On sait en outre que le Coran ne se contente pas de prescriptions générales, mais formule des consignes sur des questions concrètes. Il est bien connu par exemple que l’islam condamne explicitement l’usure (riba), à la manière de la religion chrétienne, d’ailleurs. Rodinson explique qu’il ne s’agit pas pour autant d’une condamnation de toutes les activités de négoce ou même de finance : la condamnation de l’usure va de pair avec celle des jeux de hasard (maysir), car ce qui est condamné n’est pas le gain en tant que tel, mais le gain lié à l’incertitude. Un gain est justifié s’il correspond à une activité réelle de l’acteur économique. D’ailleurs, dans le Coran, c’est bien le marchand qui fait figure d’archétype économique, et cette figure est envisagée sous un angle favorable. Rappelant qu’il s’agissait de la profession de Mahomet et de bon nombre des ses compagnons, Rodinson cite même un hadith du Prophète annonçant que le « marchand sincère et de confiance sera (au jour du Jugement dernier) parmi les prophètes, les justes et les martyrs ». En conséquence, l’islam justifie pleinement la propriété privée, si elle s’accompagne du versement de l’aumône envers les plus pauvres. Dans l’Arabie du VIIe siècle, comme le remarque l’auteur, la propriété et sa concentration n’était d’ailleurs pas un problème social majeur et le message coranique ne pouvait en rien prôner un modèle de communisme, fut-il primitif.

 Renverser les termes du problème

Au final, il apparaît vraisemblable que la théologie musulmane ait moins joué un rôle inhibant quant au développement économique et marchand que ne le fit la religion chrétienne à la même époque : « Pour la théologie chrétienne médiévale, le péché d’avarice consiste dans la recherche ou dans le désir de conserver les biens au-delà du nécessaire. […] Pour l’Islam, l’accent est mis sur le bon usage des biens, sur le mérite qu’il y a à les dépenser avec intelligence et à les distribuer avec générosité. Attitude qui favorise plus l’expansion économique que celle des théologiens chrétiens. » (p. 121).
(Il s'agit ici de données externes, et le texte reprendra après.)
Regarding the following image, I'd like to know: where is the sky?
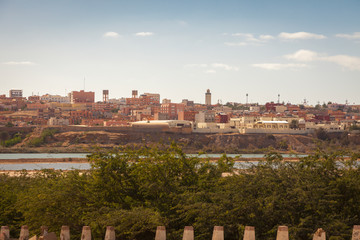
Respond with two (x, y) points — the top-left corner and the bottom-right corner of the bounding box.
(0, 0), (360, 105)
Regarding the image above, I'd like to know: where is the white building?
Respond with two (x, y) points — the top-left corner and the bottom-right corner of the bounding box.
(40, 94), (70, 103)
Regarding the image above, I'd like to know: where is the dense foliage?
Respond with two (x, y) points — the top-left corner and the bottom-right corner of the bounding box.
(0, 145), (360, 240)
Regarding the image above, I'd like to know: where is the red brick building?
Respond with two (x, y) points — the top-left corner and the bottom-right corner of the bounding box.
(178, 111), (199, 122)
(70, 90), (95, 103)
(160, 103), (185, 120)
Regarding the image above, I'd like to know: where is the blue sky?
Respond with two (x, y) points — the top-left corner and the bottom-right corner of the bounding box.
(0, 0), (360, 104)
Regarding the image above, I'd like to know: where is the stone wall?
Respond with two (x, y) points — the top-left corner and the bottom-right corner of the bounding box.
(0, 225), (360, 240)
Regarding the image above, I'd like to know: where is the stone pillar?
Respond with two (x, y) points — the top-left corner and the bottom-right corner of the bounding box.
(212, 226), (224, 240)
(19, 225), (30, 240)
(313, 228), (326, 240)
(276, 226), (289, 240)
(155, 226), (166, 240)
(0, 226), (10, 240)
(243, 226), (255, 240)
(183, 226), (194, 240)
(81, 226), (91, 240)
(60, 226), (70, 240)
(105, 226), (115, 240)
(351, 225), (360, 240)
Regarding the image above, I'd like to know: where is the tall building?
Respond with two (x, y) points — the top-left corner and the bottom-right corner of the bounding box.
(40, 94), (70, 103)
(205, 89), (211, 106)
(103, 90), (109, 103)
(9, 89), (22, 98)
(69, 90), (95, 103)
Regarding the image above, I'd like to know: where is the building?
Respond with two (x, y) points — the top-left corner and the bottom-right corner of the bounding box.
(9, 89), (22, 98)
(28, 95), (40, 102)
(160, 103), (185, 120)
(178, 111), (199, 122)
(69, 90), (95, 103)
(205, 89), (211, 106)
(40, 94), (70, 103)
(126, 90), (160, 106)
(103, 90), (109, 103)
(48, 117), (70, 126)
(195, 111), (215, 123)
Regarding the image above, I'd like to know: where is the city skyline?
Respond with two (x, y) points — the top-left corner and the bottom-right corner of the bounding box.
(0, 0), (360, 105)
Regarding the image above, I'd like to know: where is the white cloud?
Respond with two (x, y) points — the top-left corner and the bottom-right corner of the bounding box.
(135, 32), (154, 37)
(224, 42), (248, 47)
(104, 32), (120, 38)
(335, 32), (360, 40)
(204, 69), (216, 74)
(232, 33), (263, 43)
(228, 33), (274, 46)
(177, 20), (188, 26)
(284, 49), (318, 62)
(279, 32), (326, 40)
(252, 63), (307, 70)
(323, 55), (360, 71)
(3, 61), (36, 66)
(259, 35), (275, 40)
(284, 49), (360, 71)
(211, 63), (239, 71)
(185, 63), (208, 68)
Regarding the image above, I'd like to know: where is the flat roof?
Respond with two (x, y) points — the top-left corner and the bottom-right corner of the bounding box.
(259, 121), (288, 123)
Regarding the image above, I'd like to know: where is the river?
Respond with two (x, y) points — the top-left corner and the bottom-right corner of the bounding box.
(0, 153), (306, 171)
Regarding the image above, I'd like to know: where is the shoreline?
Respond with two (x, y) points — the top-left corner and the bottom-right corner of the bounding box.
(0, 157), (310, 164)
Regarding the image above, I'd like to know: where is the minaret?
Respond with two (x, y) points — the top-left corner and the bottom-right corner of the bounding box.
(103, 90), (109, 103)
(205, 89), (211, 106)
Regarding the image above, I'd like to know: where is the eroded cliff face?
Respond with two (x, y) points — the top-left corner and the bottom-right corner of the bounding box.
(41, 131), (316, 153)
(1, 128), (360, 153)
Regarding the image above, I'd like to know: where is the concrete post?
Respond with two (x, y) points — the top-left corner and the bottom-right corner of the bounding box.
(105, 226), (115, 240)
(155, 226), (166, 240)
(313, 228), (326, 240)
(0, 226), (10, 240)
(276, 226), (289, 240)
(60, 226), (70, 240)
(40, 226), (48, 236)
(243, 226), (255, 240)
(351, 225), (360, 240)
(19, 225), (30, 240)
(212, 226), (224, 240)
(183, 226), (194, 240)
(81, 226), (91, 240)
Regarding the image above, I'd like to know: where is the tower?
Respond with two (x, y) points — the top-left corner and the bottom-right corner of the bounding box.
(132, 90), (138, 98)
(103, 90), (109, 103)
(205, 89), (211, 106)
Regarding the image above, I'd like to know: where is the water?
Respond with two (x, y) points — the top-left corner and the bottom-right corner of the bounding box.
(0, 163), (90, 171)
(0, 153), (306, 171)
(0, 153), (307, 159)
(0, 153), (89, 159)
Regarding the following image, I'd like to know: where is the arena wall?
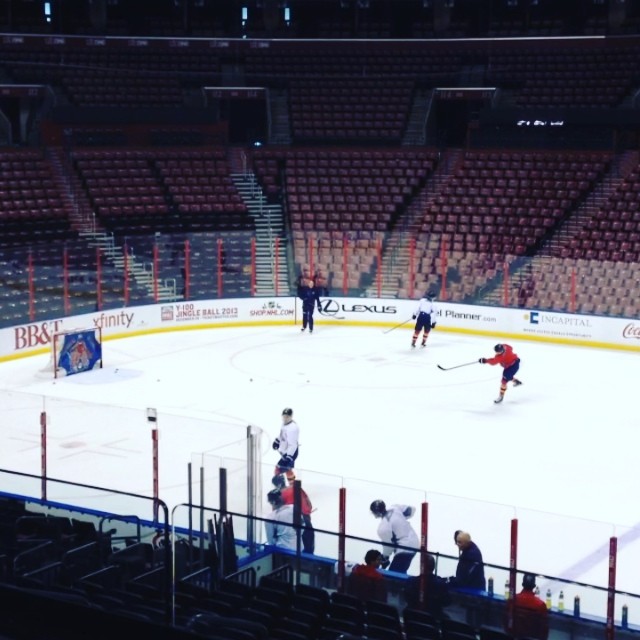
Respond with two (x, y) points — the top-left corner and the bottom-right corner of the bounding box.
(0, 296), (640, 362)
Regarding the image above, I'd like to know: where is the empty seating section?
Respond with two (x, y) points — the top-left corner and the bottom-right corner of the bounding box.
(558, 161), (640, 262)
(509, 256), (640, 318)
(0, 150), (71, 245)
(489, 41), (640, 108)
(421, 151), (609, 255)
(74, 148), (253, 236)
(289, 78), (413, 143)
(254, 149), (437, 290)
(244, 41), (465, 86)
(0, 45), (220, 107)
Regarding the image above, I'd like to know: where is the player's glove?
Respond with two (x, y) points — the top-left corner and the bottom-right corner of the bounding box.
(278, 454), (293, 469)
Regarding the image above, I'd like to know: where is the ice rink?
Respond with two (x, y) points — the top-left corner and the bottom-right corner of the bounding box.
(0, 324), (640, 615)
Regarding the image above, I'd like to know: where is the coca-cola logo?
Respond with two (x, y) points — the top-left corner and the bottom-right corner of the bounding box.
(622, 322), (640, 340)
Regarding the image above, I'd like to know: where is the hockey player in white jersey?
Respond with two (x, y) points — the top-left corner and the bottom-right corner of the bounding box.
(369, 500), (420, 573)
(411, 291), (437, 347)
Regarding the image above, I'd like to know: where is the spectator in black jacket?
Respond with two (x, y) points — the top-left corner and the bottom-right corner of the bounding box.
(405, 554), (451, 618)
(451, 531), (486, 591)
(298, 278), (321, 333)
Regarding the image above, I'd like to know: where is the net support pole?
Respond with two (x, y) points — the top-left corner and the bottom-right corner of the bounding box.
(216, 238), (224, 298)
(376, 236), (382, 298)
(122, 242), (129, 307)
(40, 412), (47, 500)
(342, 233), (349, 296)
(247, 425), (260, 554)
(337, 487), (347, 592)
(218, 467), (228, 577)
(407, 238), (416, 300)
(184, 240), (191, 300)
(62, 245), (71, 316)
(96, 247), (102, 311)
(153, 242), (158, 302)
(273, 236), (280, 297)
(27, 251), (36, 322)
(147, 408), (160, 523)
(440, 236), (447, 300)
(606, 537), (618, 640)
(251, 237), (256, 298)
(418, 502), (429, 605)
(506, 518), (518, 633)
(502, 260), (509, 307)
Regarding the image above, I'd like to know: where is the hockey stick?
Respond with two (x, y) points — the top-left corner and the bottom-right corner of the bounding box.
(382, 318), (413, 333)
(438, 360), (478, 371)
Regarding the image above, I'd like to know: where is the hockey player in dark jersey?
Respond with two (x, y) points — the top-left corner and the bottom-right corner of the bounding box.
(298, 278), (321, 333)
(411, 291), (436, 347)
(479, 344), (522, 404)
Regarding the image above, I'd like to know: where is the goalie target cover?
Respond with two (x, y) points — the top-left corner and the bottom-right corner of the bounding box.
(53, 329), (102, 378)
Il faut donc renverser les termes du problème et le poser en fait ainsi : pourquoi l’islam, cette religion si favorable au négoce, au calcul économique et à la propriété, n’a pas entraîné le monde arabe et musulman sur la route du capitalisme ? Rodinson cite de nombreux exemples, dans l’histoire musulmane, du développement de ce qu’il appelle « un secteur capitalistique » : il note les spécialisations économiques précoces entre les régions, du Maghreb au Machrek, qui renvoient à des logiques de marché, le développement d’une certaine forme de salariat dans les ateliers des grandes villes de l’Islam médiéval, et les succès des changeurs-banquiers dans l’Afrique du Nord du XIIe siècle. Au final, il fallut sans doute attendre le XVe siècle pour que l’Europe développe un secteur capitalistique de la même importance que celui de l’Islam.
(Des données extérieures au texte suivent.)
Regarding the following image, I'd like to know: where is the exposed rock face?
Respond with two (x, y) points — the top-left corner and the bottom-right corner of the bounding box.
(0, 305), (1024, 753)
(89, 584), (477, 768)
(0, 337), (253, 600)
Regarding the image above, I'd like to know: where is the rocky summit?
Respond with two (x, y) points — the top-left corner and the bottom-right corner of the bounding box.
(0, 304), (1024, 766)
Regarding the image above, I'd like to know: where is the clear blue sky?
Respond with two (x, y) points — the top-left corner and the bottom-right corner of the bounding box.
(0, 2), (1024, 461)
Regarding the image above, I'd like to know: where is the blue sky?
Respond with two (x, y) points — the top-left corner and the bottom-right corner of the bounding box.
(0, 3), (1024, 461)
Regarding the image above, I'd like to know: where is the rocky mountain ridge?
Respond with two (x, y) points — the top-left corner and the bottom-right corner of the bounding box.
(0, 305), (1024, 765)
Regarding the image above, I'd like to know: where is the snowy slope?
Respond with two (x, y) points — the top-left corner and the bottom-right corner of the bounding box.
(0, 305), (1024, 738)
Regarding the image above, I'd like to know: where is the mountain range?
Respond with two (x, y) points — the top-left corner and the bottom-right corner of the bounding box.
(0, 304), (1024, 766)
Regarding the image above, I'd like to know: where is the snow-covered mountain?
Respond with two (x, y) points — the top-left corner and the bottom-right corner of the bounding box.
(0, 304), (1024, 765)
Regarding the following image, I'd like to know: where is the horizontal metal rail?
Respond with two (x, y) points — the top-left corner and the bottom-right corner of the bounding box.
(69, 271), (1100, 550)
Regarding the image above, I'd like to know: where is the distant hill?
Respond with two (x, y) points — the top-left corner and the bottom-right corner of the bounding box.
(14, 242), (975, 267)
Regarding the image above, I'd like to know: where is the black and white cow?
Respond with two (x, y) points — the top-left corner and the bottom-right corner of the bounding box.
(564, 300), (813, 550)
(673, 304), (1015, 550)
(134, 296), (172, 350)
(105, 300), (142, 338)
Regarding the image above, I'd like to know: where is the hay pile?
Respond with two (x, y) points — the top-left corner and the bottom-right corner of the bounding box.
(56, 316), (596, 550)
Pourtant, malgré tout, les pays d’Islam n’ont pas entamé d’eux-mêmes la transition vers le capitalisme et les secteurs capitalistiques n’ont jamais dominé l’ensemble des formations sociales. Ainsi, la logique d’extraction rentière du surplus par l’État et ses fonctionnaires a prédominé. Et jamais la classe des marchands n’a pu se constituer en une authentique bourgeoisie capitaliste : elle est restée sous l’hégémonie de classes militaires improductives, par exemple les mamelouks égyptiens, et des groupes religieux conservateurs. Le conservatisme de ces derniers n’a pu être secoué que lorsque le modèle de développement capitaliste européen eût commencé à s’imposer à l’échelle mondiale.
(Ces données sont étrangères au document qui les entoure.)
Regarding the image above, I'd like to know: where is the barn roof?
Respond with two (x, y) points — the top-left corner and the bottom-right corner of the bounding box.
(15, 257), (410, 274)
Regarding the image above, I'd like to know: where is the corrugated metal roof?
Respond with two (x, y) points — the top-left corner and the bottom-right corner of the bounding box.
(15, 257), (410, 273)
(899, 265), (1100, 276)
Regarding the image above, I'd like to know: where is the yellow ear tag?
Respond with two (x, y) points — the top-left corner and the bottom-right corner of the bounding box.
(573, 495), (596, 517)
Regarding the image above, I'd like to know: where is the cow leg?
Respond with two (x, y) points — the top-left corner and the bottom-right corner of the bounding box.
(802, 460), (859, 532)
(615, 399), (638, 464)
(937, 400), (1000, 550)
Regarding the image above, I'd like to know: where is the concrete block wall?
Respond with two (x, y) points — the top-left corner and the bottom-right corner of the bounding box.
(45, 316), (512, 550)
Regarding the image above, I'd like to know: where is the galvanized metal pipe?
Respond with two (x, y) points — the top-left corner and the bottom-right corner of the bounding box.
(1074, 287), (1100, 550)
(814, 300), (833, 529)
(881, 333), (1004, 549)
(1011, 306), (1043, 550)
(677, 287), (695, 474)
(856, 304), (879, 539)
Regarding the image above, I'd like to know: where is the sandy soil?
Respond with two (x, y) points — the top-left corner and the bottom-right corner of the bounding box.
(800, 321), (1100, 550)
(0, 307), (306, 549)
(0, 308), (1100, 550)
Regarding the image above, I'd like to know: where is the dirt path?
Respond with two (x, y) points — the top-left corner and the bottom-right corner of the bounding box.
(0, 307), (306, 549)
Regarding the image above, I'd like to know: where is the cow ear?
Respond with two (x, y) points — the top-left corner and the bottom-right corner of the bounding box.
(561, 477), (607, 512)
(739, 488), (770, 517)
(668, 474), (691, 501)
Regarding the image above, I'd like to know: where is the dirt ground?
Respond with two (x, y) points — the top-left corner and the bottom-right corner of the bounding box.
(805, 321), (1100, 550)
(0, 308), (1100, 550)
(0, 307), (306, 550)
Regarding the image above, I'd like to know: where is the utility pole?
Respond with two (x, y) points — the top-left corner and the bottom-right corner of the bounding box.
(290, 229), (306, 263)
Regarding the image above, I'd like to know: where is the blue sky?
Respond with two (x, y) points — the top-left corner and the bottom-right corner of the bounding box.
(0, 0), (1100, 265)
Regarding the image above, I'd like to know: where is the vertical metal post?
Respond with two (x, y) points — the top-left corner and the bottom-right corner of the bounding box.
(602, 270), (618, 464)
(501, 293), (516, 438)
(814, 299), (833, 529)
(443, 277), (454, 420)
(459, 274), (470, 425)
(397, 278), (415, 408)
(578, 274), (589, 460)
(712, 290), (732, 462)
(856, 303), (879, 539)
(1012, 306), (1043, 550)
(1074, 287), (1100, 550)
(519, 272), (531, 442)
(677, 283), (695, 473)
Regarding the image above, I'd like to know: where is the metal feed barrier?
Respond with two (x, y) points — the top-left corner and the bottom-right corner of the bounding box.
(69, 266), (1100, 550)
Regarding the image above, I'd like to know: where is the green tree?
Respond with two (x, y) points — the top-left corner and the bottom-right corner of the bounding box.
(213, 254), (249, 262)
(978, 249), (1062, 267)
La leçon qu’en tire avec justesse Maxime Rodinson est fidèle à son matérialisme affirmé : il n’est du pouvoir d’aucune idéologie de modeler entièrement une société, car les hommes et les classes sociales restent des acteurs qui dernière instance décident, en s’appropriant, escamotant ou transformant les idées, selon les besoins de l’heure. L’islam n’est ni « capitaliste », ni « féodal », ou « arriéré » : il est ce qu’en font les sociétés musulmanes.

Baptiste Eychart

Maxime Rodinson, Islam et capitalisme, préface d’Alain Gresh, Éditions Démopolis, 307 pages, 23 €.